This was a biggie, 603 pages of unlarge type and unwide margins. (In comparison, Charlotte's Web, also on the NYT list, was a lean 184 pages, big type, big margins, and illustrations.) And yet, it grabbed me from page one, interesting and (mostly) sympathetic characters, doing interesting things, having interesting (often unfortunate) things done to them. Alas, it's mostly kind of a downer, but (hey) you know what happened to Charlotte, right?

The four main characters are (1) Dina, a headstrong and independent woman who strives to make a life for herself after her husband dies, without submitting herself to her domineering brother; (2) Ishvar, an untouchable whose entire family is murdered by a mob stirred up by a local thug; except for (3) his hotheaded nephew Omprakash; and (4) Maneck, who's sent by his parents to the big city to get his college degree in refrigeration and air conditioning. There are a bunch of other colorful and mostly miserable supporting characters.

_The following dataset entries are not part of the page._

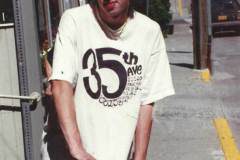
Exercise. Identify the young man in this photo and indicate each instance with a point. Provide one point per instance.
(110, 66)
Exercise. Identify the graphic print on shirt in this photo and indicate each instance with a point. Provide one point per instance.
(129, 78)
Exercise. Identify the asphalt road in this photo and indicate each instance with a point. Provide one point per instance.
(183, 126)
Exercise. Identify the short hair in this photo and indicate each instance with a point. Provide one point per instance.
(130, 9)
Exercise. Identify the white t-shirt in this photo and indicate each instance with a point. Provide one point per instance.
(112, 78)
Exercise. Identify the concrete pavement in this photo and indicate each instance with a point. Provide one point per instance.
(183, 126)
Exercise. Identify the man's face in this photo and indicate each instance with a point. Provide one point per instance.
(113, 8)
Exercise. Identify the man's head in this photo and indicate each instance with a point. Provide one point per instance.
(113, 3)
(113, 12)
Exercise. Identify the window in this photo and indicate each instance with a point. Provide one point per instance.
(48, 16)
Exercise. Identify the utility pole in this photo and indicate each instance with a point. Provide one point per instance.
(201, 34)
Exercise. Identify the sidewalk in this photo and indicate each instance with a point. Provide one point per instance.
(183, 126)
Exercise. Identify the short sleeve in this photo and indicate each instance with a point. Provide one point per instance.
(65, 55)
(157, 82)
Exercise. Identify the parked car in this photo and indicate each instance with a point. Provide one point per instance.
(225, 15)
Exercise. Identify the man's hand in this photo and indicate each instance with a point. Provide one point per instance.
(82, 156)
(143, 131)
(64, 103)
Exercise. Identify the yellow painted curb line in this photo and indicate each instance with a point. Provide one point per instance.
(227, 140)
(205, 75)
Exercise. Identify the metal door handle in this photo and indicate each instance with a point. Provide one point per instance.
(34, 97)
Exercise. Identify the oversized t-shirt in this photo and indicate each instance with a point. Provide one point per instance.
(112, 78)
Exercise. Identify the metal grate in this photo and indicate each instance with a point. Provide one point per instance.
(23, 79)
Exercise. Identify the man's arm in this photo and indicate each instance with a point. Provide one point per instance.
(63, 98)
(143, 131)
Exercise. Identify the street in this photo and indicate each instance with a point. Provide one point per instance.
(183, 126)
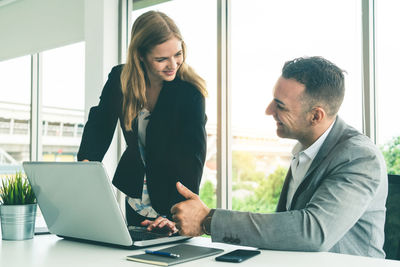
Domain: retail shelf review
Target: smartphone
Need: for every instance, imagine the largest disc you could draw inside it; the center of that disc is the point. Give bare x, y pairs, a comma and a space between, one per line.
238, 255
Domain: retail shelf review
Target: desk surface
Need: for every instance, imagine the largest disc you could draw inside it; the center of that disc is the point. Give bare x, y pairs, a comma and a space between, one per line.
50, 251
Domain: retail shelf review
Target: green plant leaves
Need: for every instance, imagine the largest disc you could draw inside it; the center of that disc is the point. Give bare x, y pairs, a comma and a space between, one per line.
16, 190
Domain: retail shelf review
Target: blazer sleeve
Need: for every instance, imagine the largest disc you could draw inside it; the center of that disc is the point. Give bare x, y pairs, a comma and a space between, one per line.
347, 190
102, 120
191, 145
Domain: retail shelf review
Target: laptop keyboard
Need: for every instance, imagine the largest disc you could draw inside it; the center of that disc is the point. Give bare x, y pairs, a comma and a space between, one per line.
140, 233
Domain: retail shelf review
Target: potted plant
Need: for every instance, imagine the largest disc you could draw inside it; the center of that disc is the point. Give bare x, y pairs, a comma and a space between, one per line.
17, 209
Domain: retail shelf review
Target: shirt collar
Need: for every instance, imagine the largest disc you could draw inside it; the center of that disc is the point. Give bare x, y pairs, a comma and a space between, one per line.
312, 150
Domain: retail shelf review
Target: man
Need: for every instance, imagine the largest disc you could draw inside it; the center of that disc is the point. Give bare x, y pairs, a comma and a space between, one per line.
333, 198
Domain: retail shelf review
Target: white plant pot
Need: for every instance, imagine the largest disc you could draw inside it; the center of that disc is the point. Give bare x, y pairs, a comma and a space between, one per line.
18, 221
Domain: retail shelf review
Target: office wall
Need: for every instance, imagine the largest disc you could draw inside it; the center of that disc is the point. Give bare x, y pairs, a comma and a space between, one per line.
31, 26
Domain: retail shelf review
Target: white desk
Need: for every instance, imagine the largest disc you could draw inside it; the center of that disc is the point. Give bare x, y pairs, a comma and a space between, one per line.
51, 251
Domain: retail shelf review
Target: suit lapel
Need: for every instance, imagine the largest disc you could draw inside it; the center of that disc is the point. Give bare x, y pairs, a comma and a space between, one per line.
331, 140
283, 197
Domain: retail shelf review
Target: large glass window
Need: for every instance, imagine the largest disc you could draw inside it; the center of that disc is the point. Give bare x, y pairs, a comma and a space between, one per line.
197, 21
265, 34
63, 75
387, 86
15, 99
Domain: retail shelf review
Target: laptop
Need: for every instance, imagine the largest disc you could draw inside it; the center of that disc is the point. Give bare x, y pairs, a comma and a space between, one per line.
78, 202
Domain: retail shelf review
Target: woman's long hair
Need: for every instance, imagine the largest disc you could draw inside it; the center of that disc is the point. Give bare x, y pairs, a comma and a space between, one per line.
150, 29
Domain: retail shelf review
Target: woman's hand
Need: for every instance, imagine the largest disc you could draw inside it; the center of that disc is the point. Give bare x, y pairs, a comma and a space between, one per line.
160, 224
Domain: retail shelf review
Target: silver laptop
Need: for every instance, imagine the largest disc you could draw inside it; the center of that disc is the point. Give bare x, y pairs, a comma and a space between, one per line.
78, 202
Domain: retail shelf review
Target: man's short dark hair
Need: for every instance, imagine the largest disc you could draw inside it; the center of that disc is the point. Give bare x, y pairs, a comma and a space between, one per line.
323, 81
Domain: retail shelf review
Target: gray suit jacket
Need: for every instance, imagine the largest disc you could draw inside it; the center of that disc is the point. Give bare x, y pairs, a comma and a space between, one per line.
339, 207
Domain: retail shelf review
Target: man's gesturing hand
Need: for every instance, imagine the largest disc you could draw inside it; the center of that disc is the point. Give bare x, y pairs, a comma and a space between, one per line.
189, 214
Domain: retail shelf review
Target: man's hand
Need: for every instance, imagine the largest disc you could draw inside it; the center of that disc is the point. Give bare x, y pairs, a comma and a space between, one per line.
189, 214
160, 224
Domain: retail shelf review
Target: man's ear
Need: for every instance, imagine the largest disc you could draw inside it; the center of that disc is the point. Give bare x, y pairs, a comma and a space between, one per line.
317, 115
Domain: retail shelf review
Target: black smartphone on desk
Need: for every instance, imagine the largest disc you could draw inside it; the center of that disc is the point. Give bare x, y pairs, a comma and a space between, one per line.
238, 255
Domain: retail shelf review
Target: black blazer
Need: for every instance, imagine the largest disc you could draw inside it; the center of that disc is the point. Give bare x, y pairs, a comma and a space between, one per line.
175, 141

It's mostly set in 1975, the year Prime Minister Indira Gandhi concocted her "State of Emergency"; the "emergency" being that she was about to lose her office and probably go to jail. The resulting crackdown affects the whole country, and trickles down to our characters in various ways. But it's not just despotism that's the problem throughout the book. There's also death, dismemberment, disability, corruption, forced sterilization, grinding poverty, hunger, unsanitary conditions, …

But the WSJ blurbed review on the front cover says that it's "full of wisdom and laughter". And there is humor, albeit mostly sarcastic and often very, very dark. (You see that child on the pole on the book cover? You might laugh, or you could be shocked, when that scene comes up in the book. Might have something to do with the book's title, or a metaphor, or symbolism, or something.)

All in all, I couldn't help but wonder if the take-home point was "Hey, maybe the Brits should have stayed in charge here for a few more decades." Things might not have been better, but it's hard to see how they could have been worse.